左右の全体主義文化政策は、文化主義と民族主義の仮面を巧みにかぶりながら、文化それ自体の全体性を敵視し、つねに全体性の削減へ向うのである。言論自由の弾圧の心理的根拠は、あらゆる全体性に対する全体主義の嫉妬に他ならない。全体主義は「全体」の独占を本質とするからである。

 

 三島は、この政治における「左右の全体主義」に対抗すべく、「言論の自由」を確保したうえでの「文化の全体性」を模索し、かの「文化概念としての天皇」の導入の提言へと理論的―実践的な歩を進めていったのである。

 

 難しいことではない。平たくいえば、小説の「語り手」や「視点」ではないが、「多様性」を「多様性」として認識するためには、「全体」を俯瞰するために超越(論)的な「全体性を独占」した「視点」を必要とするということだ。主戦場は常に「全体性」なのである。それが68年以降ということだ。だからこそ三島は、一方で「表現の自由」を主張しながらも、あれほどまでにそれと矛盾するかに見える「全体性」にこだわったのである。そして、「天皇」を、しかしあくまで実体とは関係のない「文化概念として」要請し、それをもって「全体」の「独占」合戦を打ち止めにしようとした。

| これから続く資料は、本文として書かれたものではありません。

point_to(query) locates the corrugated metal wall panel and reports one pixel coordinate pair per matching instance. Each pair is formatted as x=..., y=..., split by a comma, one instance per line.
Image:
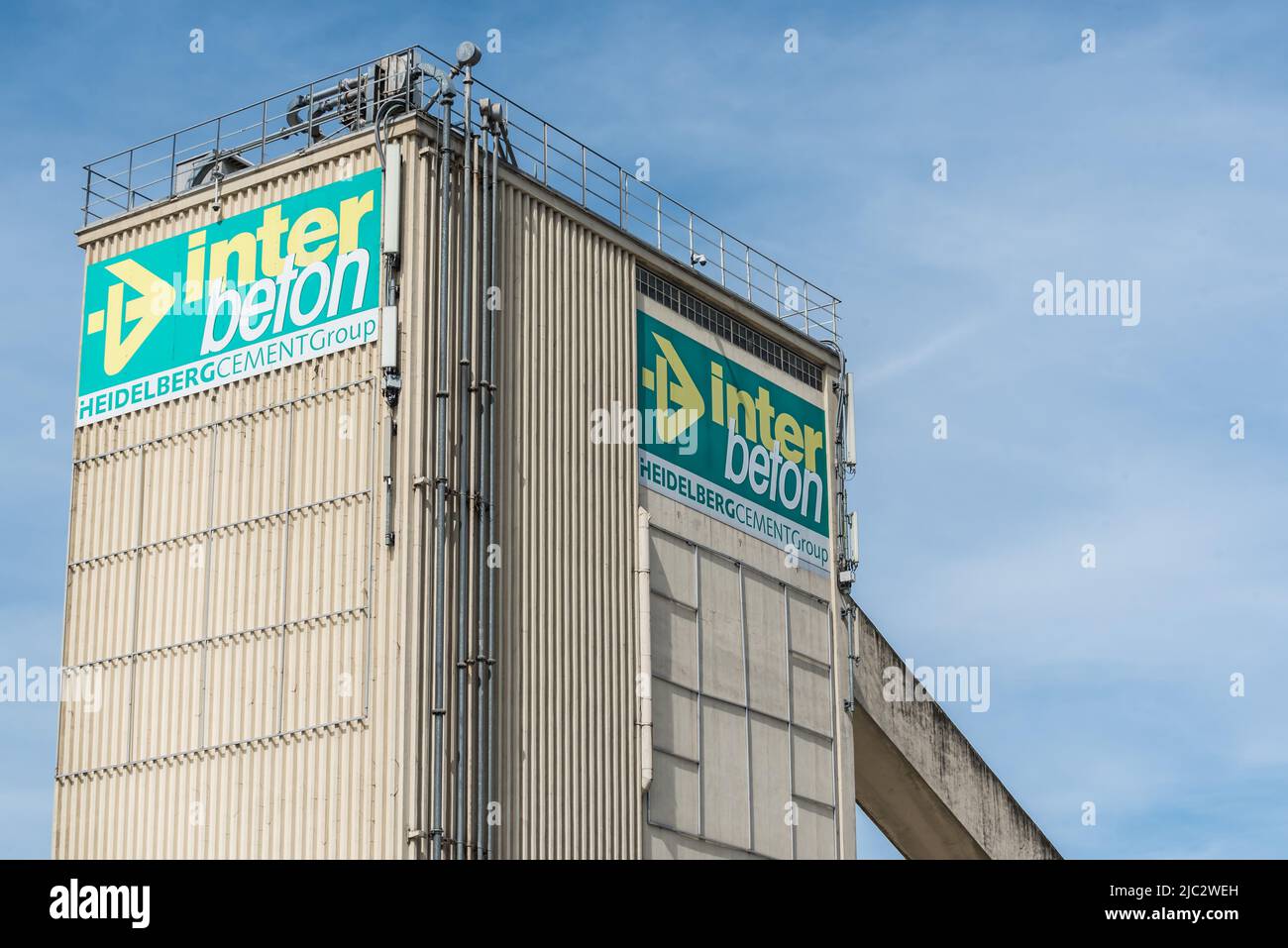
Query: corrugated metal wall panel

その実践の帰結は、あのとおりだ。その最期は、したがって「全体性と無限」の問題を体現しているのである。これについては、また触れよう。

 

 左派の文脈でいえば、廣松渉が、疎外論本質主義に対して、「人間は社会的諸関係の総体である」(マルクス『ドイツイデオロギー』)という社会構成論を対置した。フェミニズムの「社会構築主義」(ジェンダー(平等)主義)も同様の理論的文脈だろう。だが、この社会的諸関係の「総体」と言える(あるいは「社会」は「構築」されていると言える)「語り手」は、いったいどこにいるのか。廣松が、「フュア・ウンス=分析者の視点」と「フュア・エス=当事者の視点」というまさに「視点」の位相を区別しなければならなかったゆえんである。よく言われることだが、廣松の疎外論批判や社会構築主義は、こうして「全体=総体」を「独占」しようとする疎外論の「亡霊」を拭い去れないのだ。

 

 疎外論は、必ずや「本質=人間=故郷」からの疎外という「本質主義」を内包する。したがって、それに対する批判は怠りなく必要だが、三島や廣松の帰結を見ても、同時にそれは容易ではないことが知られよう。せめてそれを踏まえておかないと、現在のように、「多様性」(「多文化主義」や「文化相対主義」というカルチュラルレフトのタームの通俗版と捉えるべきだろう)といえば「多様性」である(になる)かのような、魔法の杖を振り回すごとき言説がのさばるばかりだろう。端的に「多様性」などと言えるのは神だけである――。寛容を謳う言説が最も傲慢なものを隠し持っており、したがっていつでも前者は後者へと転化するのだ。